You're right. Corn syrup isn't good for you. But neither is refined sugar, or ice cream for that matter. If using highly processed ingredients is a problem for you, you may want to rethink making desserts from scratch. And to be clear, we're not talking about high fructose corn syrup. The Karo syrup you buy at the grocery store is an entirely different product.
When recipe writers call for corn syrup, they aren't doing it for kicks. So why do I use it in some of my sorbets and sherbets? Because corn syrup is an invert sugar, and invert sugars make sorbets smoother and less icy. The pros use invert sugars in some of their recipes, and you should too.
What's so special about invert sugar? It has two properties conducive to good sorbet:
Invert sugars are more viscous than sugar syrup. Many sorbet recipes call for making a syrup of sugar and water, then adding that syrup to a fruit purée. If you've done this, you've probably noticed that the sugar syrup you make isn't very thick. Corn syrup, on the other hand, is quite viscous, and it adds a rich, full-bodied texture to a sorbet base. The thicker a sorbet base, the creamier it'll be.
Many invert sugars are less sweet than table sugar. Nothing impacts the texture of a sorbet more than how much sugar is in it. Sorbet needs plenty of sugar to stay soft and scoopable, and sometimes the amount of sugar you need for a smooth texture makes a sorbet that tastes candy sweet. But if an invert sugar is less sweet than table sugar, you can use more of it without killing the sorbet with sweetness.
Invert sugars also resist crystallization, which isn't too vital for ice cream but is a big help for candy makers.
Four lemon sorbets with equal sweetness, but made with different amounts of corn syrup and sugar.

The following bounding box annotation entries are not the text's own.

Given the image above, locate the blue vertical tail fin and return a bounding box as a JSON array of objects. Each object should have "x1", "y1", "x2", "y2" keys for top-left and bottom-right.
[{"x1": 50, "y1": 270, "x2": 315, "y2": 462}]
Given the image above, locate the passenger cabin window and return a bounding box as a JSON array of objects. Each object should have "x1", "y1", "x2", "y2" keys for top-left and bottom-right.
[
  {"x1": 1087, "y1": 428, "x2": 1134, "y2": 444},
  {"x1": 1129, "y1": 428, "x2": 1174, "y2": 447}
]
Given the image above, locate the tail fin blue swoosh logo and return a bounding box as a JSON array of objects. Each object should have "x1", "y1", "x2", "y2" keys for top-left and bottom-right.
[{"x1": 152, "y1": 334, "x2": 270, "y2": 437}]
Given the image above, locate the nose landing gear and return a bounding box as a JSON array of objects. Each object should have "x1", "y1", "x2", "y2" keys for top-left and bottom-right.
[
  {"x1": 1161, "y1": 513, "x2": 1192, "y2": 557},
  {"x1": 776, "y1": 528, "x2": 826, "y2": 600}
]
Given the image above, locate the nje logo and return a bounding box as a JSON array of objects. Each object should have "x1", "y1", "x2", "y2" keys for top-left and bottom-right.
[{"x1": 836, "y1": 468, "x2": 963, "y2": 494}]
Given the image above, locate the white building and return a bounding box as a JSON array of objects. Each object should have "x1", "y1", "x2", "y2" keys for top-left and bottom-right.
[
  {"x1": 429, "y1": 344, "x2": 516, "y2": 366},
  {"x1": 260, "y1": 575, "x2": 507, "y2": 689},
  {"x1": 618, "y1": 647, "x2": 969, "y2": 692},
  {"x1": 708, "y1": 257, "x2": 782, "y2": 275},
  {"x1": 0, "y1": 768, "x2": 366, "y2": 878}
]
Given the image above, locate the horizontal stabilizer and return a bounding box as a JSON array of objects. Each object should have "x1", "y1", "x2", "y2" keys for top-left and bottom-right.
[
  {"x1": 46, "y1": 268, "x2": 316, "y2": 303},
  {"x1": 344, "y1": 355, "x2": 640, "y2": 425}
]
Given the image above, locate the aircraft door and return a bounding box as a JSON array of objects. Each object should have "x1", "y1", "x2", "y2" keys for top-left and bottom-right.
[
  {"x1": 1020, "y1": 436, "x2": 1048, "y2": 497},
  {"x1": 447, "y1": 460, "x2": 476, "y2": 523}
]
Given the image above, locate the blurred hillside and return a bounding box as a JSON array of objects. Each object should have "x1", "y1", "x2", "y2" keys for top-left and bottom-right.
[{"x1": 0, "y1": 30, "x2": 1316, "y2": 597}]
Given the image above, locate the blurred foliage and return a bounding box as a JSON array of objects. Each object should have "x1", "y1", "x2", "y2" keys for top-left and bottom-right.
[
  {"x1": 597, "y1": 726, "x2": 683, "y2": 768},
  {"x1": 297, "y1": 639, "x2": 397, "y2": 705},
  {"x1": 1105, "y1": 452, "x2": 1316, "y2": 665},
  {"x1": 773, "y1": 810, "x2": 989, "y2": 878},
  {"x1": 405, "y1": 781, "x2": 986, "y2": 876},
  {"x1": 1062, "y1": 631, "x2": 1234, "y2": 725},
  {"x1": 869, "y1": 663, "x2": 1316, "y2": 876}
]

Now let's look at corn syrup, which is very thick and gooey, impervious to crystallization, and only 33% as sweet as table sugar (by weight).* There are other invert sugars on the market like glucose and Trimoline (invert cane sugar), but corn syrup is the only one you'll find in your supermarket. Honey, agave nectar, and molasses are also easy-to-find invert sugars, but their strong flavors limit their flexibility.
* You can see a whole table of the relative sweetness of different sugars here. Karo corn syrup doesn't list its exact chemical composition, but we conducted some tests to pinpoint its sweetness. If you want to try this at home, mix 10 grams of sugar into 50 grams of water. Then mix 30 grams of corn syrup into 30 grams of water and taste them blind. The syrups won't taste exactly the same, but they'll be similarly sweet. On Twitter, Catherine Oddenino shared some independent lab results suggesting that Karo is a 47% dextrose equivalent syrup, which puts it right on target for a 33% relative sweetness to sugar with our own taste test.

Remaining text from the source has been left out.